Because I was alone and unable to speak with people affected as deeply as myself by the news, I felt myself slipping into a coma of numbness and cynicism.

Then, about an hour after the headlines had overwhelmed my Facebook feed, I saw a text message from a close friend who was also home by themselves and using technology.

It simply said, “how are you doing?”

I explained that I was really mostly feeling numb. Even as I wrote this, though, I began to feel a sense of comfort. Just this simple message had affected me deeply. In just a few words, my friend has reassured me: “It’s OK to feel overwhelmed. This is a big deal. You’re not overreacting.”

As I continued scrolling through my Facebook feed, I saw an event that a liberal Jewish group from New York that I follow had created: “Havdalah Vigil for Squirrel Hill.”

Not more than five minutes after I had first replied, I sent my friend another message.

“I think I’m going to organize a Havdalah vigil.”

Havdalah is the ceremony at the end of Shabbat; it marks the separation between the rest of the Sabbath and the work of the rest of the week.

I broke the Sabbath in about 10 different ways in the next few hours. It was a blur of text messages, editing prayers, buying candles and gathering supplies.

By the time I arrived in front of the David W. Howe Memorial Library at 6:20 p.m. with three bags of supplies, I was agitated, emotional and nervous. I was comfortable leading Havdalah, but how would everything else go? Would people come?

Suffice it to say, nearly 40 people did come, and things happened as they were meant to. We did Havdalah with the intention of separating ourselves from the pain the day had held. Together, we recited the traditional Mourner’s prayer, the Kaddish.

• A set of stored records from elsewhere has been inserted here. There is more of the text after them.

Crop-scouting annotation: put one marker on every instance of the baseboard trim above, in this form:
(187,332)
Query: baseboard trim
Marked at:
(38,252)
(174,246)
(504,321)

We sang a song praising the world’s beauty that was written by a Hungarian Jewish woman named Hannah Szenesh while she was imprisoned in a Nazi concentration camp.

We sang the traditional concluding song, which speaks of the prophet Elijah coming to usher in a world without strife. As the last notes faded away, I finally felt the surge of emotion I had been searching for all day. I first choked back tears, and then I wept.

Across campus, students and faculty had been dealing with the tragedy in their own way.

“It’s hard to see all of the hate that is growing in this world,” said junior Neilah Rovinsky, a member of UVM Hillel’s student board. “To see [this happen to] such a beautiful and socially active synagogue just breaks my heart.”

President Tom Sullivan sent a campus-wide email Oct. 28.

“The Jewish community is in real need of [our support and compassion] now,” he stated. “I know that our caring UVM family will respond with kindness and understanding.”

The next day, UVM Hillel director Matt Vogel sent out his own statement.

“The entire Hillel movement is in mourning as we reflect on the abhorrent murder of Jews who had come together to worship in Pittsburgh,” he stated.

He said that the Hillel house is open all day offering snacks, blankets and a safe space for students to mourn.

Emma Bauer is a Jewish student and leader of Vermont Youth for Gun Sense, a gun reform advocacy organization formed by the student organizers of last spring’s March for our Lives Montpelier rally.

“This past weekend has been filled by immense hopelessness, anger, and fear that my school or my synagogue could be next,” she said.

She said she draws hope from the dedicated survivors and activists she works with.

First-year Alexis Cady, a student from Squirrel Hill, echoed this sentiment while addressing the interfaith gathering that packed City Hall’s Contois Auditorium Oct. 30.

“I never thought this could happen to me,” she said.

She was hoping for a day in which no young person ever has to grapple with the same sense of disbelief and hurt, she said.

How soon that day may come can’t be said, but this week, Jews on campus are yearning for it.